TDOM

From AOLserver Wiki
Jump to navigation Jump to search

Documentation is available at http://www.tdom.org/doc-index.html

A very helpful tutorial is available at http://wiki.tcl.tk/8984


Dossy: Assigning a prefix to the default namespace when using XPath in tDOM

I don't know how many folks are using tDOM but I'm sure more and more are. I keep stumbling into this problem of trying to access child nodes which are in the default namespace but the parent is in a named namespace ... and trying to write XPath expressions start to look really dog-awful, like:

   $root selectNodes {/*[local-name()='foo']/*[local-name()='bar']/...}

So, I sat down for a few minutes and thought about the problem, and after some head-scratching, it hit me: name the default namespace. Duh. So, here's some sample code:

   ### IMPORTANT: This code lets us get at nodes with a null prefix.
   if {[$root hasAttribute xmlns]} {
       $root setAttributeNS "" xmlns:default [$root getAttribute xmlns]
   }

So, now, I can rewrite that XPath expression above:

   $root selectNodes /default:foo/default:bar/...

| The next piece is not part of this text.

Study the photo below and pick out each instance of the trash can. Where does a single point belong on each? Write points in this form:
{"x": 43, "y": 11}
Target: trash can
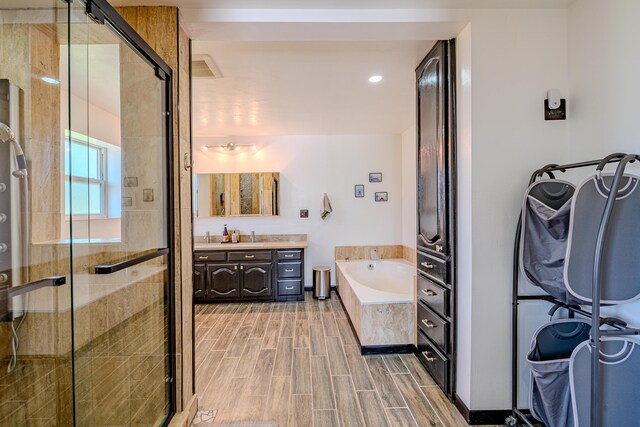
{"x": 322, "y": 282}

Man. Life just couldn't get any better.

If any of you are wondering why this matters, here's a sample XML doc and some sample code illustrating the beauty:

   set xml {
       <aaa:duh xmlns="booboo" xmlns:aaa="blort">
           <foo>
               <bar>some text</bar>
           </foo>
       </aaa:duh>
   }
   
   $doc [dom parse $xml]
   set root [$doc documentElement]

Suppose you want to get the text node inside <bar> with an absolute XPath expression. You might think you could write:

   [$root selectNodes /aaa:duh/foo/bar] text

Ah, but XPath *SPANKS* us and tells us we're naughty, that <foo> and <bar> have a null prefix and live in the unnamed namespace. That line of code returns an empty string, not "some text" as we might have expected. So, we tell XPath "well, how about you do me a favor and pretend like any node in the unnamed namespace really has a name of my choosing ..." by doing this:

   $root setAttributeNS "" xmlns:default [$root getAttribute xmlns]

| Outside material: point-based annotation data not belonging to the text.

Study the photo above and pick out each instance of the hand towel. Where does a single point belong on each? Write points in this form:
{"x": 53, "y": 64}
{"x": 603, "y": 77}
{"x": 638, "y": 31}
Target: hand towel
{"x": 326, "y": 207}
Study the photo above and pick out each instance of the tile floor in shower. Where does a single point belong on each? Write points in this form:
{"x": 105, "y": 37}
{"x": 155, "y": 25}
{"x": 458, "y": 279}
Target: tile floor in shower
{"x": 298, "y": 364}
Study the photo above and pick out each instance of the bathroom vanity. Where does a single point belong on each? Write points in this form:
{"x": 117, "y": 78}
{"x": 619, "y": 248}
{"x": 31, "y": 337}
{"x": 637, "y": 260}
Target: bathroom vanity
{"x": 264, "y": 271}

We're telling the processor to name all nodes in the default namespace as though they were in the namespace named "default". N.B.: If your XML document really *HAS* a namespace named "default", this code will likely CLOBBER it and give you really weird behavior. Change "xmlns:default" in the above line to a namespace that won't ever exist in your document, then.

Now that we've done this, lets rewrite that XPath expression and try again:

   [$root selectNodes /aaa:duh/default:foo/default:bar] text

Ahh! It returned the string "some text" -- exactly what we wanted. Notice the injection of "default:" above before "foo" and "bar" -- since we just told the processor that nodes in the unnamed namespace (i.e., <foo> and <bar>) now live in the namespace named "default", in order to specify them in an XPath expression, we need to say "default:foo" and "default:bar". But this is a hell of a lot easier to read than "*[local-name()='foo']" and "*[local-name()='bar']", at least on my eyes.

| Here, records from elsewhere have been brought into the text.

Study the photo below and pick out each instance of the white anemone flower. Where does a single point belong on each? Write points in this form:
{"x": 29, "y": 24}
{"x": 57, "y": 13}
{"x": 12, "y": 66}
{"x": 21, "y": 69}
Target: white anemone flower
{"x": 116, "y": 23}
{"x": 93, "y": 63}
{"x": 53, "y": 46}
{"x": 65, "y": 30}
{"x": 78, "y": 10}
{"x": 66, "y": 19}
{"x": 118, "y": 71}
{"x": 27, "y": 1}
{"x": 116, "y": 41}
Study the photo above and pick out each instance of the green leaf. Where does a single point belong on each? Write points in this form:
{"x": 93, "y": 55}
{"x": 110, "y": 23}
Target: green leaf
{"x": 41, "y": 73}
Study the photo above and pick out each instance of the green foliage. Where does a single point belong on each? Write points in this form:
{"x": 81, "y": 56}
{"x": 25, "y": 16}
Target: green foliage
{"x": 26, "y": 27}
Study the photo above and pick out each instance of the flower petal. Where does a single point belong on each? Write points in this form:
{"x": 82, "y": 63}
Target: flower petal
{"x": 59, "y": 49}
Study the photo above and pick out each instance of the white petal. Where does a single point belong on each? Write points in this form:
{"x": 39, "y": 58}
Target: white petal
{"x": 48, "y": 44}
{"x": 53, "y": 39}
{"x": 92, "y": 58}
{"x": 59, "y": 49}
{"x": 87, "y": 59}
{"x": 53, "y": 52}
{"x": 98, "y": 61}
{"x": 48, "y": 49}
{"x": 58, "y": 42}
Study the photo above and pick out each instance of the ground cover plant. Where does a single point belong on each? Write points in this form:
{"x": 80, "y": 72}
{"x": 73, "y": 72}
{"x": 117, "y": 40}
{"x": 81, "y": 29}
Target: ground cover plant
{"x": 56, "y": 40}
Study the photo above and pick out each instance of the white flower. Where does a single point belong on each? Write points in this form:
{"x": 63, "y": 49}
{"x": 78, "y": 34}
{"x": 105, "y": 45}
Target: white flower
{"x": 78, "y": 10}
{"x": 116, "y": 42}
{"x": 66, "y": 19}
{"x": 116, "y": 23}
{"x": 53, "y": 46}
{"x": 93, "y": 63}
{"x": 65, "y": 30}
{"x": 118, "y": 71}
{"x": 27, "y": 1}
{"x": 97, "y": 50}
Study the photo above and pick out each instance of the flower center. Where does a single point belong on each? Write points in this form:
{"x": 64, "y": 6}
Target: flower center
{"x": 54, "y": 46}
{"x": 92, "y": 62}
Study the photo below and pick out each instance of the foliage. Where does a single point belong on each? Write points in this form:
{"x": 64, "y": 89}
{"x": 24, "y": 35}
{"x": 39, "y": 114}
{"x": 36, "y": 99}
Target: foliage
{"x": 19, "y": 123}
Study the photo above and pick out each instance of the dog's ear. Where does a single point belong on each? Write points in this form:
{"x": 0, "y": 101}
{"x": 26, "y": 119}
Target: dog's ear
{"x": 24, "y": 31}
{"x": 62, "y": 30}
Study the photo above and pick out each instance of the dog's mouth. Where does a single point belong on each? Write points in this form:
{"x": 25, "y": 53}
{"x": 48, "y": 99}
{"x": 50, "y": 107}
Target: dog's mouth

If this is all old news, feel free to ignore this email. I hadn't seen it documented anywhere and I know I've puzzled over this for at least an hour or two over the past few months, so maybe this write-up might save a few people the same agony.


While the above code generally works, the explanation is slightly incorrect. It is not naming the the default namespace, is is binding a known prefix to the uri of the default namespace, which it looks up. An xml namespace is not the (possibly null) prefix; is is the uri to which the prefix is bound. In particular, to match nodes, the prefixes need not match, but the namespace uris must. Plain xml obscures this to a certain extent, but xpath makes it painfully clear.

The right thing to do is to always know what namespace uris are being used in the document, and assign known prefixes to all of them rather than to rely on the context node having all the needed (and convenient) bindings.

Note too that the above code will be of no help if the null prefix is assigned or changed in a child of the context node.